A wedding guest list directly reflects the size of your venue, how much money you spend, and the intimacy of your ceremony. Start with a guest list when it comes to wedding planning. However, big families, social butterflies, and overbearing parents cause complications in creating a reasonably sized list. Even a wedding that is intended to be large needs a definite list to keep the structure. Here are the best tips for how to trim your wedding guest list.
How To Trim Your Wedding Guest List
Outline Decision-Makers and Your Limit
The first step to making your guest list is to set parameters. Pick out who is allowed to give their input. Parents want to include those close to them but these people may not have a bond with you. You don’t have to invite them. If your parents are paying for all (or some) of the wedding then they have decision making power. Just make sure to limit the amount of power.
The other important step before starting your list is to set your limit. Having a small budget or not wanting to stress about entertaining too many people leans towards a smaller wedding. A big and actively involved family, however, tends to enjoy a large wedding. Set your maximum number and inform your decision-makers.
Make a Master List with Priority Order
Once you have these two rules set, start making a master list. Include everyone that you want there no matter if it crosses the limit. This is when you ask your others if you choose to include anyone else in this process, their opinion on who should be written down as well.
After all decision-makers put together your prospective lists, prioritize everyone. Color code the names. Start with a “must-have” section like parents, siblings, and close friends. Move to a “want” section for other friends and family members. Finally, your last section is the “maybe” section. These are the people you originally wrote down but are not invited if you are over your guest limit.
Cut the Obligations
Do not include anyone that you feel obligated to. If you are on the fence about writing someone down, ask yourself why you aren’t sure. Inviting your great-uncle because your mom says so is not a good reason to include him on your list. Not every family member or past friend must attend.
Also, do not feel like you have to include anyone who has invited you to their wedding before. Each couple has a different vision and budget for their wedding. Don’t give up valuable space at your reception to someone who isn’t that important to you.
Another really great way to cut down on a guest list is to set rules for your guests as well. Decide if you want to allow children at the reception. Not only does this play a role in how many “extras” a person brings but it also eliminates some couples.
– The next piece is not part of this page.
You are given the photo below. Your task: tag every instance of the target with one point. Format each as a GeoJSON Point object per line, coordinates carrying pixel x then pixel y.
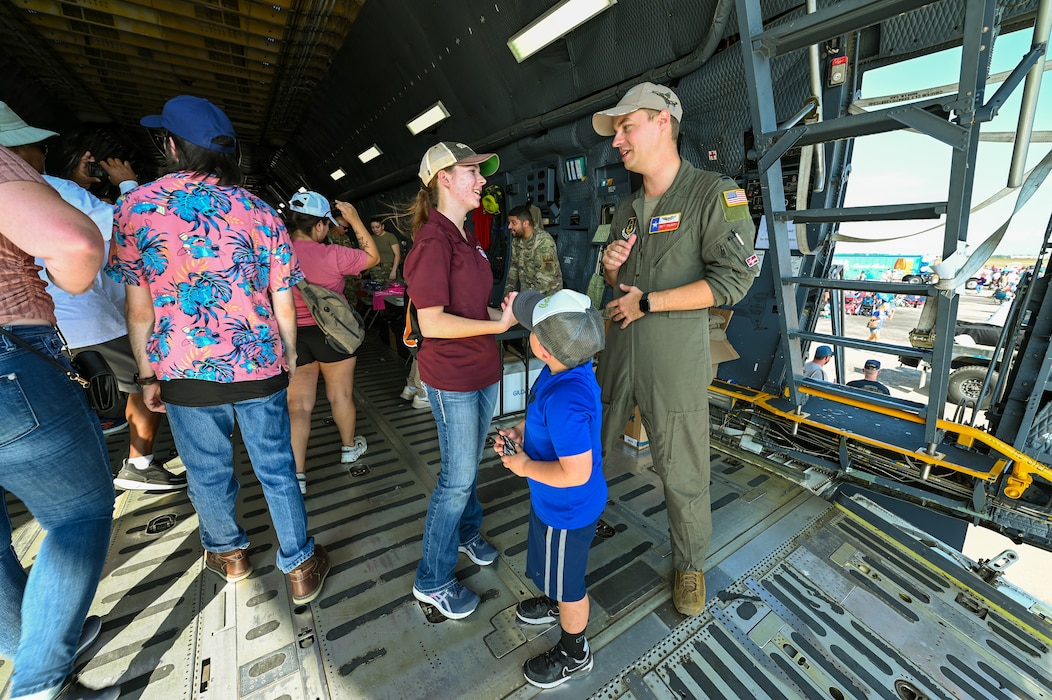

Be upfront with your expectations.
Similarly, choose who has a plus-one. Not every guest needs a plus-one because that is another person you have to pay for that you sometimes don’t even know. Allow friends and family that have a relatively long term partner to bring their plus-one. Otherwise, make it clear that your invite is only for the named guests, no plus-ones.
It is difficult to decide not to invite someone to your wedding, especially family or those who have invited you to their weddings. It is important to be open and honest with everyone. Have no shame in telling someone that you are looking for a smaller or more personal feel but that you would love to celebrate with them another way. With these tips, it is easy to trim down your guest list and stick to your plans to make you and your partner the happiest on your big day.